Biraz sonra yine sıkıntıyla odasına döndüğünde babası masanın başındaydı ve kendisi için yazılmış öfke dolu sözleri okuyordu. Genç kız dehşete kapıldı; donup kalmıştı. İçinin kavrulduğunu hissetti. Yaşla dolan gözleri çığlık atıyordu:” Baba o sözlere inanma seni seviyorum, O sözleri yazan bildiğin ben değilim, yazdığım baba sen değilsin!”
Baba sessiz bir feryatla kendisini izleyen kızına dönüp bir göz atıp keğıtta yazılanları yeniden okudu. Gülümsedi. Bir işaretle kızın’ı yanına çağırıp omzunu kavradı ve kendisine çekti. ”Az bile yazmışsın” dedi. “Ama yazdıklarının benim hakkında ki gerçek düşüncelerinin olmadığını biliyorum.”
Genç kız az sonra, başı babasının göğsünde hıçkıra hıçkıra ağlıyordu. Baba; “Niçin bu kadar kızdın? Neler oldu?” diye sordu. “Yok” dedi. Kız; “Ağlamamın hepsi kızmaktan, gücenmekten değil.
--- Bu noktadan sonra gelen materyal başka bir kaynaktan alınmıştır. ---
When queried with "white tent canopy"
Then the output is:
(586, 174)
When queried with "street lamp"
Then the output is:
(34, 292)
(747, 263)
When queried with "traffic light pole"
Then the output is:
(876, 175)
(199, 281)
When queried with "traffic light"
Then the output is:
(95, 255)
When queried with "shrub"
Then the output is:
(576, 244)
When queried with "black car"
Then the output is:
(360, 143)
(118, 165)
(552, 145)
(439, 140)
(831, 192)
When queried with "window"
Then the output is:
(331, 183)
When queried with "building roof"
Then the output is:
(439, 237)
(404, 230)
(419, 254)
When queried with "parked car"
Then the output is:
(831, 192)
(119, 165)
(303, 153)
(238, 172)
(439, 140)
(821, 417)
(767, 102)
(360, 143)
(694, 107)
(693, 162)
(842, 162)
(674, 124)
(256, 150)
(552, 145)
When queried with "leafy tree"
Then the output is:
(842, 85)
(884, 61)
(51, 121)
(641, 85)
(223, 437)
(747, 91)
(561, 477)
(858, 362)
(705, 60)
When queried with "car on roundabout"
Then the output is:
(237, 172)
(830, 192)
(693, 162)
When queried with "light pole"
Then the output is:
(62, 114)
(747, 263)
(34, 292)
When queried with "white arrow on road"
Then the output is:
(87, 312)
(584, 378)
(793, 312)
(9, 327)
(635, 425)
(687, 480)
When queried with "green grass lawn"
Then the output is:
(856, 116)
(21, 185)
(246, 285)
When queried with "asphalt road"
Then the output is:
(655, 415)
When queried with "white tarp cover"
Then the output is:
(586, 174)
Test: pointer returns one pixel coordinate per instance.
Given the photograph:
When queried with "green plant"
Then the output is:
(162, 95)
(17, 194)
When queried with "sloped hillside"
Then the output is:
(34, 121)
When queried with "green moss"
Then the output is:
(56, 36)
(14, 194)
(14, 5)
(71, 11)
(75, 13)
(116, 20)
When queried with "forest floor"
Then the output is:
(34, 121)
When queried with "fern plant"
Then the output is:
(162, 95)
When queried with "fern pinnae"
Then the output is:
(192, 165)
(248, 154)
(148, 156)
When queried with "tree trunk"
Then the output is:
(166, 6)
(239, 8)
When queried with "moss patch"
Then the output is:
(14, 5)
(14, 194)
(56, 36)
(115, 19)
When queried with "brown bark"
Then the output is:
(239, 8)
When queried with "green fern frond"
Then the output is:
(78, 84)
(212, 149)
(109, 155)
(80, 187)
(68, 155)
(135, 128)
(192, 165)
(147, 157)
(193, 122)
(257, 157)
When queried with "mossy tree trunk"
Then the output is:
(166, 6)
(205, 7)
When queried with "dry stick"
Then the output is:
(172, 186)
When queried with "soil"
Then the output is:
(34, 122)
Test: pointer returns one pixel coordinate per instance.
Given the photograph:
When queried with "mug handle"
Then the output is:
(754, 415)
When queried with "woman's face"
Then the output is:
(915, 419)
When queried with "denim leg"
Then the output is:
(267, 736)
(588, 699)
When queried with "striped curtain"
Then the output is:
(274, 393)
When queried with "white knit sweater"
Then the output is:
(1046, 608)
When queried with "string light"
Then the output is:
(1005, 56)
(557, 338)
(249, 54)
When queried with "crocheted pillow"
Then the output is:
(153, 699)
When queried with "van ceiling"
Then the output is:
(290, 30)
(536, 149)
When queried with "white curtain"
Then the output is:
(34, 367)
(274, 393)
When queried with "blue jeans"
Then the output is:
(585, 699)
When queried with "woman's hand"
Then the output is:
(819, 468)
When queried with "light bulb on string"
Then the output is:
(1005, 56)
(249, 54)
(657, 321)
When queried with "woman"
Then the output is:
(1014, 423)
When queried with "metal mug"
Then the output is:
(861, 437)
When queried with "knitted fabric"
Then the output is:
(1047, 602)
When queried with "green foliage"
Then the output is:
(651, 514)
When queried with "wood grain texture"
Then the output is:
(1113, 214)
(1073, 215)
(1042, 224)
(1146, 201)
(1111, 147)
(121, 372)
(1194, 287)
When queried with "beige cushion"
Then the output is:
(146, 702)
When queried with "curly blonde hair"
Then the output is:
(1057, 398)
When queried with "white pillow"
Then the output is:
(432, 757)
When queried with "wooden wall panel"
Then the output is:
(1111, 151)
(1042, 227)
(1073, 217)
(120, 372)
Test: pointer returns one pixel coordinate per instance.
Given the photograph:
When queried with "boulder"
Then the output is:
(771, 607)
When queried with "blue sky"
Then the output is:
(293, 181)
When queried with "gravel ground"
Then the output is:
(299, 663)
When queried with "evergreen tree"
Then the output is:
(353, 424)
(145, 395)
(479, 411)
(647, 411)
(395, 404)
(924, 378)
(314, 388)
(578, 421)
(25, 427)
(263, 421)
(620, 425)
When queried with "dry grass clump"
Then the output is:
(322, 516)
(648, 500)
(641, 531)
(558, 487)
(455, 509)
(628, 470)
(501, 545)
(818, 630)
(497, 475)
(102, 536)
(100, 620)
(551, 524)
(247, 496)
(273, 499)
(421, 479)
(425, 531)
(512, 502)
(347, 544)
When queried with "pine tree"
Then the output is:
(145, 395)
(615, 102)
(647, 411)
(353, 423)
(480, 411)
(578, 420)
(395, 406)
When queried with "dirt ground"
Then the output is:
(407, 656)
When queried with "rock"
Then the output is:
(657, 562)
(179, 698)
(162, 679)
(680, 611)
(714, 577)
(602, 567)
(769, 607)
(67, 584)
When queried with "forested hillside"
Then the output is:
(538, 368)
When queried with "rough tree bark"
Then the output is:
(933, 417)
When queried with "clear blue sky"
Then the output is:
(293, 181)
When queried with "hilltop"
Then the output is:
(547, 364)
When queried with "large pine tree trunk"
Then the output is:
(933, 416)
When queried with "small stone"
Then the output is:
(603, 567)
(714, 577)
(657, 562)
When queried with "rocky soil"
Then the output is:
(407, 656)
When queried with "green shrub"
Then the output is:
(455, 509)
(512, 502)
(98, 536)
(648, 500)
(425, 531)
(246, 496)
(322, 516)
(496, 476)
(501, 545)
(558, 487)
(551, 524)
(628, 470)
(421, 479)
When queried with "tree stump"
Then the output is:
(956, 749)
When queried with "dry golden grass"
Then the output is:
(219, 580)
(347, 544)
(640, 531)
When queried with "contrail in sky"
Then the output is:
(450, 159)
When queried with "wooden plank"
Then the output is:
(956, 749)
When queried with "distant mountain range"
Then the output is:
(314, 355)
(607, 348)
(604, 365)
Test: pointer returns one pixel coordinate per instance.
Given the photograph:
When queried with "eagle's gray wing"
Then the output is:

Anlayışlı bir babaya sahip olmanın sevincinden biraz da…”
Ortalık yaşıtınca genç kız babasına sordu:” Baba bunu nasıl başardın?” Baba: “Yalnız yazdıklarını okumadım” diye cevap verdi. ” Gözlerini de okudum.”
Genç kız yarım saat önce kendisini, bütün sevdiklerini kaybetmiş gibi hissederken şimdi bütün dünyayı yeniden hissediyordu.
Odasına doğru huzurla yürürken annesinin babasına serzenişini işitti:
“Bizim gözlerimizi de ara sıra okusana.”